Namun, hanya 1.962 laporan terkait tindak pidana korupsi yang masuk ke tim penelaah, sisanya sebanyak 2.413 laporan diarsipkan dan sembilan laporan diteruskan ke internal sebagai informasi ke direktorat lain.

Sebuah laporan dugaan korupsi tak serta merta diterima dan ditindaklanjuti. Laporan yang penuh amarah atau spekulasi tak beralasan, justru berakhir pada penolakan.

Mengapa? Jawabannya sederhana: kurangnya bukti permulaan yang sahih.

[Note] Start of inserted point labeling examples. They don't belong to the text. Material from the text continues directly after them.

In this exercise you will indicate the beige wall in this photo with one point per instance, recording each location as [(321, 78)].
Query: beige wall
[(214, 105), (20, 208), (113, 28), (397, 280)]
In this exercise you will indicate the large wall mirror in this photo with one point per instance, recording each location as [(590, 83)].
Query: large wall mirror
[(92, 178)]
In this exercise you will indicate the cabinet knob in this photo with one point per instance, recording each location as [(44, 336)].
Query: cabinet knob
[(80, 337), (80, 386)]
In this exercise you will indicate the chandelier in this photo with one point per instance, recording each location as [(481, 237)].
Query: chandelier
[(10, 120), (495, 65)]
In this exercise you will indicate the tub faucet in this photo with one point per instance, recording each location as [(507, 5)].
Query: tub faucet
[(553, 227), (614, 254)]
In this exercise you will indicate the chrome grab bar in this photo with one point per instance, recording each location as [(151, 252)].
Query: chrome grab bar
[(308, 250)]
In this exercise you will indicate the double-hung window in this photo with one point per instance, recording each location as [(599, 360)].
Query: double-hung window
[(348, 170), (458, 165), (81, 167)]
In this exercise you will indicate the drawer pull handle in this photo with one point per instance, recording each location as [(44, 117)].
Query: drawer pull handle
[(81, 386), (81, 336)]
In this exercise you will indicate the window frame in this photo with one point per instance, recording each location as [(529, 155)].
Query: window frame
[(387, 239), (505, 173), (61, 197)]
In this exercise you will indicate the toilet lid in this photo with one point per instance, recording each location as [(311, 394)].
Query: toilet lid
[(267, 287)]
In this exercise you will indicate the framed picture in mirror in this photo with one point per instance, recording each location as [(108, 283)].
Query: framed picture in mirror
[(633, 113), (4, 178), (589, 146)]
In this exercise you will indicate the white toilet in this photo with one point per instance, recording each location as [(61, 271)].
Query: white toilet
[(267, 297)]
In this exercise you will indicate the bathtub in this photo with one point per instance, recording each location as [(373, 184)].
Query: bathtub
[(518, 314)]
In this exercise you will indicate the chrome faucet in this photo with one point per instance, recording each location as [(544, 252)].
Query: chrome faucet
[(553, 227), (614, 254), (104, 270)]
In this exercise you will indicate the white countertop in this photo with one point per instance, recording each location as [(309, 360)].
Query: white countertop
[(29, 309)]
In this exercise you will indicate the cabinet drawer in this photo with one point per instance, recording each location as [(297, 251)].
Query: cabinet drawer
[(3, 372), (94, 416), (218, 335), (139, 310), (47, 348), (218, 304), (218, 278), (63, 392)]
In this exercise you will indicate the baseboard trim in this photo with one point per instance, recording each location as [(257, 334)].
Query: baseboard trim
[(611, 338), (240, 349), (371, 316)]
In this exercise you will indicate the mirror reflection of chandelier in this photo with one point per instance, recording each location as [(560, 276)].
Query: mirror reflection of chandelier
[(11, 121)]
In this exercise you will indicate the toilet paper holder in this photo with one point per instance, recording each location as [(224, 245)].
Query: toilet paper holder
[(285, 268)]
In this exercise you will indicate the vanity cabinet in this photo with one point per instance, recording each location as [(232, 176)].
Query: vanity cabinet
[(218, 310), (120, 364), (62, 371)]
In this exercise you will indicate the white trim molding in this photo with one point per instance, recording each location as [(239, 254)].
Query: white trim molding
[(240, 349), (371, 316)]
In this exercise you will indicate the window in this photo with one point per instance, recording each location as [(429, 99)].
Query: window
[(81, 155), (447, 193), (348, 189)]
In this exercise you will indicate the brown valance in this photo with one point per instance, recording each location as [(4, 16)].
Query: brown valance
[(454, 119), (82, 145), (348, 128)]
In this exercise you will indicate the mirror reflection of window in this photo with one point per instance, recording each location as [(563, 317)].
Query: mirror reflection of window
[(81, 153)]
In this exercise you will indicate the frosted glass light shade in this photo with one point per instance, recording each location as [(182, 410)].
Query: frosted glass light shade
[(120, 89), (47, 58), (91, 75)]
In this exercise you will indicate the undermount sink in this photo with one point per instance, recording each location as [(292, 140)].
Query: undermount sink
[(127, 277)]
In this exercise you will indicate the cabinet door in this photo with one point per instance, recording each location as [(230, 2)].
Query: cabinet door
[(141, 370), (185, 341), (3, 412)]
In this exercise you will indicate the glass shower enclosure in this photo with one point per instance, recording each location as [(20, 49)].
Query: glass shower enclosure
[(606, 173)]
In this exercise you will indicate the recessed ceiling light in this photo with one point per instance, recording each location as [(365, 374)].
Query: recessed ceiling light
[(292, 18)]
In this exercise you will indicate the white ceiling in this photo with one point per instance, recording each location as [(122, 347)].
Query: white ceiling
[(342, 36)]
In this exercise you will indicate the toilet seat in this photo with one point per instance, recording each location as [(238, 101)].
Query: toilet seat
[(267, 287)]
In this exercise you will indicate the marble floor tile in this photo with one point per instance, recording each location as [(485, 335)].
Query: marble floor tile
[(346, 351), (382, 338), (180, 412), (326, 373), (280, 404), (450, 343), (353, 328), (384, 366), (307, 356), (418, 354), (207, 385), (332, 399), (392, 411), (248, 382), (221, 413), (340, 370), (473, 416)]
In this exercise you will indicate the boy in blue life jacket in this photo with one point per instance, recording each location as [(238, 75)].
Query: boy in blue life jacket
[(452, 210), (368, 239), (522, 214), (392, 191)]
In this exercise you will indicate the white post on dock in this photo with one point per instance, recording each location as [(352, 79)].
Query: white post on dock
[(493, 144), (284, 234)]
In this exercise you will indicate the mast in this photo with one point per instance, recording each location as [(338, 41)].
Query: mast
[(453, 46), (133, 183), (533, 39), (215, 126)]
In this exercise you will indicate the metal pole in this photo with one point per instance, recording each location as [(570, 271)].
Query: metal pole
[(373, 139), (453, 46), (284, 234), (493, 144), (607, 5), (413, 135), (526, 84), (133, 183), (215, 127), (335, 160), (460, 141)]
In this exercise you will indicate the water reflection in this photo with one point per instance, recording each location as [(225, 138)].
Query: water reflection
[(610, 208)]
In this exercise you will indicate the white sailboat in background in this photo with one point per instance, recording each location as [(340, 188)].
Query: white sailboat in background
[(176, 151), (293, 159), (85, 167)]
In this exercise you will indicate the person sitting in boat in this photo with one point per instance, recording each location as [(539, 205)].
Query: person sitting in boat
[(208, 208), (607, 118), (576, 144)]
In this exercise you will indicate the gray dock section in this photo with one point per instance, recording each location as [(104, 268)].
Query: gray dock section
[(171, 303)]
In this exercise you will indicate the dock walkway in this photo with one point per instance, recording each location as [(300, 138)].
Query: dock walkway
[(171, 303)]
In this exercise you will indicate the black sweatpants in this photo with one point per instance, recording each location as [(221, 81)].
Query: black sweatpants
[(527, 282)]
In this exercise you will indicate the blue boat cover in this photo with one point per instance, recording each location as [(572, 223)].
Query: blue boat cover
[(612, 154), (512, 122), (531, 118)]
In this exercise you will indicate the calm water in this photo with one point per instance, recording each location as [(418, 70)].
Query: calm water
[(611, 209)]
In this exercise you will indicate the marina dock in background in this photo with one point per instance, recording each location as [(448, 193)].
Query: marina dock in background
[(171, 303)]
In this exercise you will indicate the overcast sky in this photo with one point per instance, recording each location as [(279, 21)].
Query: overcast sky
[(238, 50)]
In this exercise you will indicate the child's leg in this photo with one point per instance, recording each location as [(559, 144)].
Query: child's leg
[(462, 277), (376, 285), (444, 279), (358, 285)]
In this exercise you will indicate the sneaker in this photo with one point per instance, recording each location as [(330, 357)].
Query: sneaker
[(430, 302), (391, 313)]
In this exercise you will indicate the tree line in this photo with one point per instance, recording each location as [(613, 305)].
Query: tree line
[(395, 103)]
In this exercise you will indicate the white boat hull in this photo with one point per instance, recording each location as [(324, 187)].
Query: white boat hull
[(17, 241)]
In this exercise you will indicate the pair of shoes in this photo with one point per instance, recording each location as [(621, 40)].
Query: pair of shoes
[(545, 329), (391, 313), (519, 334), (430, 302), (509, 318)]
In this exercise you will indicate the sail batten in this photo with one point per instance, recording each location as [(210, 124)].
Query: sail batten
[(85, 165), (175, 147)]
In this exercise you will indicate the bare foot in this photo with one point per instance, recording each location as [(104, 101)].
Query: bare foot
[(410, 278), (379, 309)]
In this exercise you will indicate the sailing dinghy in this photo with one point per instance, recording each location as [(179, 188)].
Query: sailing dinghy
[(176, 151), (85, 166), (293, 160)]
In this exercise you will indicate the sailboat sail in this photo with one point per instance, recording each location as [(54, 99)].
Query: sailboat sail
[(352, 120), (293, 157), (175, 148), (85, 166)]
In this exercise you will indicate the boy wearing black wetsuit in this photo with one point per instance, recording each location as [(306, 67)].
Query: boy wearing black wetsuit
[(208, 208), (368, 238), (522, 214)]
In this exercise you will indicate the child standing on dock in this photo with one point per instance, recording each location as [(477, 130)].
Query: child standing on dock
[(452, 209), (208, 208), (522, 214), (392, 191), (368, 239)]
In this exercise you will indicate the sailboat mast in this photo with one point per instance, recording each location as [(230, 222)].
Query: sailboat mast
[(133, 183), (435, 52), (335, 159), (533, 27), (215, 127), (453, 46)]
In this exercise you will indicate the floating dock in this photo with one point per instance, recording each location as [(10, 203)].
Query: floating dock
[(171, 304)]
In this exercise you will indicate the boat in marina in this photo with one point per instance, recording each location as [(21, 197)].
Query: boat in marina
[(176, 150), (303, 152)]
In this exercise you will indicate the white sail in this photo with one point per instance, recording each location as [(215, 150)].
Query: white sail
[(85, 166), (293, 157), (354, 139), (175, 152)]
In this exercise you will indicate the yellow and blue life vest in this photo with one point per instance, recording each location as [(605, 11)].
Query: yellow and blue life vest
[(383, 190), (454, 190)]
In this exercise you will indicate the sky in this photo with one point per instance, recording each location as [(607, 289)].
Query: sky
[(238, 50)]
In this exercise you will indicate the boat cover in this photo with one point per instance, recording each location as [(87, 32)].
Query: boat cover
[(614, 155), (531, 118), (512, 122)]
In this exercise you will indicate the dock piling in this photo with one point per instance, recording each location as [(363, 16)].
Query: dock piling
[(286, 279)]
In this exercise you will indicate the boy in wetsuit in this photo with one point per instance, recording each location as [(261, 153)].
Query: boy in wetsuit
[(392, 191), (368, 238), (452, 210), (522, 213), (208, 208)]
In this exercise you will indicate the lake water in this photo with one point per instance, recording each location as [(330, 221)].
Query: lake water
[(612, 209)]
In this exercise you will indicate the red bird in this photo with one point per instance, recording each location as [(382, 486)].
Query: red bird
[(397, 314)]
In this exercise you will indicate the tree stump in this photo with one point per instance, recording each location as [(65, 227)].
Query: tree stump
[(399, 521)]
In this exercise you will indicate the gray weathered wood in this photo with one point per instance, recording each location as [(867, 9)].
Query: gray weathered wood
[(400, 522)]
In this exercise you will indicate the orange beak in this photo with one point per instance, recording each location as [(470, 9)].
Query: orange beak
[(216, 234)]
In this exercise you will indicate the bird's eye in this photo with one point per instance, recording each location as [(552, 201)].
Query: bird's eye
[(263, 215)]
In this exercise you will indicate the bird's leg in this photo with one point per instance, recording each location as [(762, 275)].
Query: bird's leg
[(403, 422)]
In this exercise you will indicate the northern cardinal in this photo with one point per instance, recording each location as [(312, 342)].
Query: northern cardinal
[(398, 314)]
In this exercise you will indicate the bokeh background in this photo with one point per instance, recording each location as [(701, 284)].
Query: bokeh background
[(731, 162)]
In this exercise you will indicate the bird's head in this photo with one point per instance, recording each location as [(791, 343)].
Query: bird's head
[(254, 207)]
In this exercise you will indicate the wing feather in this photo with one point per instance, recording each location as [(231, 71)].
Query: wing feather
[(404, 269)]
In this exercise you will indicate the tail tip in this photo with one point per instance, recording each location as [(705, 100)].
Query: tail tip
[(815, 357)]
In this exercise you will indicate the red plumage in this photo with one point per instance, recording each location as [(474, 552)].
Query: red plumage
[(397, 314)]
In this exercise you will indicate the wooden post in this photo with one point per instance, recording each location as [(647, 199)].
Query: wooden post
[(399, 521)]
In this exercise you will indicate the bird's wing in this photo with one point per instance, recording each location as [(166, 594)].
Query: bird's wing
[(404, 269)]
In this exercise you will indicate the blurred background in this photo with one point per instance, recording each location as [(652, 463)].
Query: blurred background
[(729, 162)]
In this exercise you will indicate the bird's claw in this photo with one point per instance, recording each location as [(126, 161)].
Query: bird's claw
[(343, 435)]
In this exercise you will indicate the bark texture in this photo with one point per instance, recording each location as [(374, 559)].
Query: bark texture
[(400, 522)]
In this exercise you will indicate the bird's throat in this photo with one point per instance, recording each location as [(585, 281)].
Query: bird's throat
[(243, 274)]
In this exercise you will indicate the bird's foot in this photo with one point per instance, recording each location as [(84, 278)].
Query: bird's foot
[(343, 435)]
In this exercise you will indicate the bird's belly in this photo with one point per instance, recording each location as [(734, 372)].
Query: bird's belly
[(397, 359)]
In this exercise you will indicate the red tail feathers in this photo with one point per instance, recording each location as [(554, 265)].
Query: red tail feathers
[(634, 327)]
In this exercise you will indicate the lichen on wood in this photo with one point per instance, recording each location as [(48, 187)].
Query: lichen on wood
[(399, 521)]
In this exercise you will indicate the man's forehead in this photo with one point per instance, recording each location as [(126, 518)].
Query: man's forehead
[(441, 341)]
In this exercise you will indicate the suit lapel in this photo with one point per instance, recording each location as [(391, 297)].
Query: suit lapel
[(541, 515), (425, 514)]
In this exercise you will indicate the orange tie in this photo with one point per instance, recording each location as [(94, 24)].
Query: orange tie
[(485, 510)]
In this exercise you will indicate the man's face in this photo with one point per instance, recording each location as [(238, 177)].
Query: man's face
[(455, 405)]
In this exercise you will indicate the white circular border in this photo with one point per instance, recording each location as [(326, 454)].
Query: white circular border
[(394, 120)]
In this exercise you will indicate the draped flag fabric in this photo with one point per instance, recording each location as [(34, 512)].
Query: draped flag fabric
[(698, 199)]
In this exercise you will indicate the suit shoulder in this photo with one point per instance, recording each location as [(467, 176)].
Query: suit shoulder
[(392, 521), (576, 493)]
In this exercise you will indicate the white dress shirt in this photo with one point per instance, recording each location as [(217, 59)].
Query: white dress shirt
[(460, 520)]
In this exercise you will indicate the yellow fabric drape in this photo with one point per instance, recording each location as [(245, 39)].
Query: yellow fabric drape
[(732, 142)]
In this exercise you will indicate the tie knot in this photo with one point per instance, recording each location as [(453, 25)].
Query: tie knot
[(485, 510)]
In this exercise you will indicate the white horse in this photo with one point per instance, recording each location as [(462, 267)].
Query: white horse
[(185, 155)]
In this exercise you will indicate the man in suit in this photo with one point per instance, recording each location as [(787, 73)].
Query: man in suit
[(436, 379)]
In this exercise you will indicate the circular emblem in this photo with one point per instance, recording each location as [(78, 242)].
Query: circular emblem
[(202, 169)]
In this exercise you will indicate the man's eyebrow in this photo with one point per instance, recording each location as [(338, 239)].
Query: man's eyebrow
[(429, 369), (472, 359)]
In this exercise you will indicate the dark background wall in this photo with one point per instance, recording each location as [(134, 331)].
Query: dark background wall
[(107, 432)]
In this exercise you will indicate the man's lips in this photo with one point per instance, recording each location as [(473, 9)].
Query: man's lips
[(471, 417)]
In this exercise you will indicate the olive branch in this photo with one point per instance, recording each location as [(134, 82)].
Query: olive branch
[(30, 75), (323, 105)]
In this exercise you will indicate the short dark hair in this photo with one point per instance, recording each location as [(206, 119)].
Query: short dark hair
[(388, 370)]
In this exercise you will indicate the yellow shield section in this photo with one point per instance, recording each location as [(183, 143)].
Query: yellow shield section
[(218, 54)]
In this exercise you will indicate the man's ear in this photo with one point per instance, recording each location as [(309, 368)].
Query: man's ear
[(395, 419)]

KPK, seperti lembaga hukum lainnya, tidak bisa bekerja hanya berdasarkan dugaan. Setiap langkah dalam proses hukum memerlukan pijakan kuat: bukti. Tanpa bukti permulaan, investigasi yang mendalam tak bisa dimulai, dan kasus dugaan tindak pidana korupsi pun berhenti/

Bukti permulaan berperan sebagai penyaring utama; jangan sampai sebatas tuduhan kosong atau fitnah. Sebab, siapa saja bisa mengirim laporan tudingan “hanya karena kebencian pribadi atau kepentingan politik”.

Yang penting dipahami adalah hukum bekerja bukan untuk membalas dendam, melainkan untuk mencari kebenaran.

Dalam buku Pengaduan Masyarakat Terindikasi Tipikor (KPK: 2015) disebutkan enam prinsip pengaduan masyarakat terkait dengan tindak pidana korupsi. Salah satu prinsip yaitu “bukti permulaan pendukung laporan”.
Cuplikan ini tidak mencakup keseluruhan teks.